I’m grateful to the Jewish Review of Books for publishing an exchange between leading constitutional scholars Michael A. Helfand and Noah Feldman (Spring 2022) over the implications of the landmark Carson v. Makin case. In the end, the Supreme Court handed down a decision that, as Helfand had hoped, upholds religious liberty and rejects religious discrimination. I was disappointed, however, to see the usually careful Feldman make a series of material errors, mischaracterizing not only the question before the court but also the facts of the case and the historical record. Feldman writes that the real issue before the court was:
Should the United States keep the separation of church and state that has endured in the country since its founding? Or should we abandon that tradition in favor of a system in which the state funds parochial religious education, as is normal in countries with established state religions?
Feldman incorrectly assumes that the public funding of religious schools is something new and unprecedented. “States like Maine,” he writes, “have never funded sectarian education.” In fact, the very town tuitioning program that was at issue in the Carson case funded parochial education for more than a century, from its inception in 1873 until Maine lawmakers amended it to exclude religious schools in 1983. A similar program in Vermont funded parochial schools from 1869 until 1961. Likewise, in the late eighteenth century, New York publicly subsidized a wide variety of sectarian schools via the sale of public lands, and later through city and state aid to the Free School Society.
Moreover, whether or not school choice policies may fund religious education has been a settled question since Zelman v. Simmons-Harris two decades ago. At issue in Carson was the question of whether a state may exclude otherwise eligible religious schools from participating in school choice programs if the schools engage in religious activity. The Supreme Court recently held in Espinoza v. Montana Department of Revenue that a state “need not subsidize private education,” but once it does so, “it cannot disqualify some private schools solely because they are religious.” Espinoza made clear that a school could not be excluded on the basis of its religious status but sidestepped the question of whether it could be excluded on the basis of its religious activities. In Carson, the court ruled that it could not.

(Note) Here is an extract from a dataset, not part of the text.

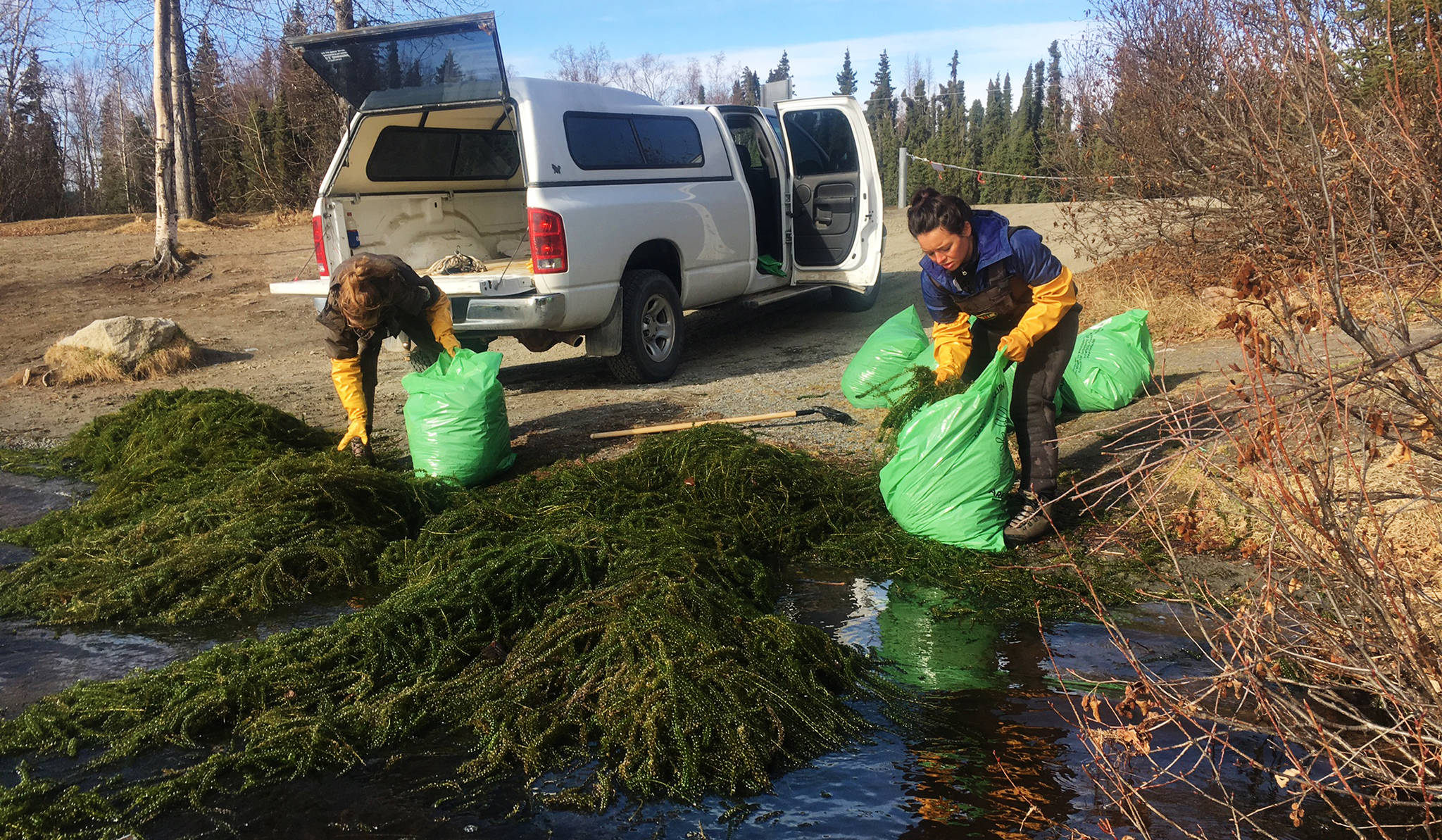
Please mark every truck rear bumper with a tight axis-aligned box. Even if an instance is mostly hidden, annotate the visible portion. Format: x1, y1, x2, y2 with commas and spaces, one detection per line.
456, 294, 565, 333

Feldman concludes by speculating that a nation in which more students attend religious schools would be bad for the Jews, as it “seems unlikely to promote national unity in a time of intense polarization.” However, the research literature finds that school choice policies lead to higher levels of political tolerance. One study even found that private schooling is associated with lower levels of anti-semitism—particularly among graduates of Christian schools. What’s good for the Jews—and all Americans—is an education system that respects and reflects America’s core values of religious liberty and pluralism.